Question
Qualcomm Inc. will save $570 million in taxes by reclassifying some of its foreign subsidiaries as branches of its domestic U.S. business, reducing its exposure
Qualcomm Inc. will save $570 million in taxes by reclassifying some of its foreign subsidiaries as branches of its domestic U.S. business, reducing its exposure to new tax-code provisions designed to prevent international tax avoidance. Before the 2017 tax revamp, many U.S. companies placed operations, intellectual property or profits in low-tax countries to avoid the 35% U.S. corporate tax. The U.S. lowered its own corporate tax rate to 21% and introduced new minimum taxes that were supposed to limit companies' ability to push profits out of the U.S. Qualcomm made what's known as a "check the box" election on its tax forms, reclassifying several subsidiaries from controlled foreign corporations into branches of the U.S. company.
1. (Introductory) When was the Tax Cuts and Jobs Act enacted? When did it take effect?
2. (Introductory) What are the facts of Qualcomm's tax changes?

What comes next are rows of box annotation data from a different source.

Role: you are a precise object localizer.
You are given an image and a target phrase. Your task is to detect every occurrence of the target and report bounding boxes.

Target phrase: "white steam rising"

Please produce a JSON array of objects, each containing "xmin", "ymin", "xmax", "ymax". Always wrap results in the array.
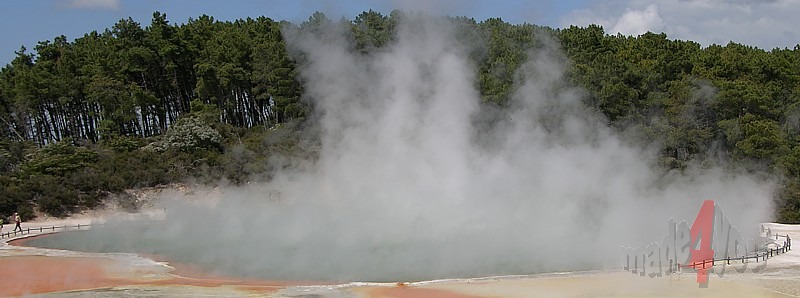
[{"xmin": 32, "ymin": 17, "xmax": 772, "ymax": 281}]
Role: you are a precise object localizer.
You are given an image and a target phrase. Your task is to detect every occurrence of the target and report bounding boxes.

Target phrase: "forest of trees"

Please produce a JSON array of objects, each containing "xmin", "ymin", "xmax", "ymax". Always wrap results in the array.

What were the reasons for the company's decision?
3. (Advanced) How did the Tax Cuts and Jobs Act affect international tax planning? What were companies doing before this law was passed? Why? How were they benefited by those actions?
4. (Advanced) Does Qualcomm's change affect the company's accounting? Does it affect the management of the business?
5. (Advanced) What is the Base Erosion and Anti-Abuse Tax? What is its purpose? How could it have affected Qualcomm's decision?
6. (Advanced) What is the Global Intangible Low-Taxed Income? What is its purpose? How could it have affected Qualcomm's decision?